Washington, DC, March 26, 2019 — Today, the U.S. District Court for the Northern District of Texas recognized the inherent injustice in the administrative enforcement process the Securities and Exchange Commission (SEC) has issued against Michelle Cochran, a client of the New Civil Liberties Alliance (NCLA). The SEC’s administrative law judges (ALJs) lack the constitutional authority to hear cases, yet the agency has been forcing individuals to appear before them anyway.

Ms. Cochran has been subjected to one unconstitutional hearing already. On the heels of the Supreme Court’s decision in Lucia v. SEC, she is now being put through a second unconstitutional proceeding but is fighting the SEC’s effort in federal court.

Concluding that the court lacked subject matter jurisdiction, Judge John McBryde dismissed Ms. Cochran’s complaint against the SEC, but not before expressing deep concern for the pointless litigation journey that lies before her.

In his Opinion, Judge McBryde wrote, “The court is deeply concerned with the fact that plaintiff has been subjected to extensive proceedings before an ALJ who was not constitutionally appointed and contends that the one she must now face for further, undoubtedly extended, proceedings likewise is unconstitutionally appointed. She should not have been put to the stress of the first proceedings, and, if she is correct in her contentions, she again will be put to further proceedings, undoubtedly at considerable expense and stress, before another unconstitutionally appointed administrative law judge.”

Unfortunately, the judge concluded that precedent requires that the case be dismissed for lack of jurisdiction. Even so, Judge McBryde added that were it not for the precedent that creates a jurisdictional issue, “the court would give serious consideration to [a] grant of plaintiff’s request for a preliminary injunction.”

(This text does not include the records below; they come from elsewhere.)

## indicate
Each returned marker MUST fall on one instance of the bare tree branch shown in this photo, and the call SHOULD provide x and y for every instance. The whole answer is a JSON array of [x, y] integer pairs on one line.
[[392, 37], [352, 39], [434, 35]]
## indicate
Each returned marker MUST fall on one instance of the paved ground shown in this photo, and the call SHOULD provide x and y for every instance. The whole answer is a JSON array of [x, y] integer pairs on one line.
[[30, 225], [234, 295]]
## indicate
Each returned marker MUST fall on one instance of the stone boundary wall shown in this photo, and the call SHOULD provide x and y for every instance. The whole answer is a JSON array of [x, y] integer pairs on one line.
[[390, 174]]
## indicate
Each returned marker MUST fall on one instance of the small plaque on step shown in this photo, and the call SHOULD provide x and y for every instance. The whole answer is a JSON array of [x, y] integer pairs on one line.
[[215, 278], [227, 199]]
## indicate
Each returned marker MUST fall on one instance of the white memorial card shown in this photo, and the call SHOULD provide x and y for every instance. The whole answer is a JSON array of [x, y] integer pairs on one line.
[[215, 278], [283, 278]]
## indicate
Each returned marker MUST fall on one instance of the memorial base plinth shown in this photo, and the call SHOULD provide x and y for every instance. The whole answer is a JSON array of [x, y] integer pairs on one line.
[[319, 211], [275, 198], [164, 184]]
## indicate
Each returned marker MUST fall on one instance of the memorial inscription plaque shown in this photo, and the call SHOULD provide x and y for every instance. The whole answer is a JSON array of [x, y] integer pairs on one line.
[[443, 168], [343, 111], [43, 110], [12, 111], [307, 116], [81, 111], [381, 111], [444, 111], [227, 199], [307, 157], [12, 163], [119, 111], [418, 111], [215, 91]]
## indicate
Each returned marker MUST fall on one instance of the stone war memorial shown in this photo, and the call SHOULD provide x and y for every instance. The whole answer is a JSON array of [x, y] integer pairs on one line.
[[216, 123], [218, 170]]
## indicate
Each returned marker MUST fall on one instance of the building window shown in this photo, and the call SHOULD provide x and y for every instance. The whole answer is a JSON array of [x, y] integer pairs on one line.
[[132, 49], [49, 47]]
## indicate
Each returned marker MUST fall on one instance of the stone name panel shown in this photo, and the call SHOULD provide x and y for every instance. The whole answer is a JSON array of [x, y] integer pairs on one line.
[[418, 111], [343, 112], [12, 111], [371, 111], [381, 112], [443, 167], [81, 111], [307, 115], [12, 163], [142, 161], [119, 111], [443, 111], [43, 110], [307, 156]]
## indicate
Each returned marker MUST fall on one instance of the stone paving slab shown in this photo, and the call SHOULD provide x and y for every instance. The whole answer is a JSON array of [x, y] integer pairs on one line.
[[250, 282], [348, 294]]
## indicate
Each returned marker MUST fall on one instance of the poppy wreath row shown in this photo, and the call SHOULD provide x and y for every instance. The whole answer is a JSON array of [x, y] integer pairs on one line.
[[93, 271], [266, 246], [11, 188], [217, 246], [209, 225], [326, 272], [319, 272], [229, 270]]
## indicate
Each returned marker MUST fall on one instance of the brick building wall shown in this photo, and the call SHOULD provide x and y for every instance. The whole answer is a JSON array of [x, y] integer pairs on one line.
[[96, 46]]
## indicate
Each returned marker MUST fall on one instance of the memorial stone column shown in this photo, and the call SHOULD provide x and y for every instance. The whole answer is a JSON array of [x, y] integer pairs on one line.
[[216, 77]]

Cochran’s case was one of dozens slated for reconsideration after the U.S. Supreme Court’s ruling last June in the case, Lucia v. SEC – which determined the SEC has been using unconstitutionally appointed ALJs. NCLA also represents Mr. Lucia in his post-Supreme Court litigation. Cochran and Lucia filed for injunctions in federal district court seeking the logical, commonsense relief that the question of the constitutionality of their ALJs be decided before those ALJs may try their cases.

“While we respectfully disagree with the Court that it lacks jurisdiction, we appreciate the Court’s deep concern for the possibility that the SEC is forcing individuals like Michelle Cochran to litigate before ALJs who lack constitutional authority to hear their cases.”—Steve Simpson, NCLA Senior Litigation Counsel

“Judge McBryde’s opinion recognizes that forcing Americans to undergo unconstitutional proceedings—and two levels of appeal—before they can vindicate their right to be tried before a lawful judge causes them to suffer the very constitutional injury they are suing to prevent. No rational system of justice would operate in this fashion.‎” —Peggy Little, NCLA Senior Litigation Counsel

NCLA will now appeal Cochran’s case to the Fifth Circuit Court of Appeals.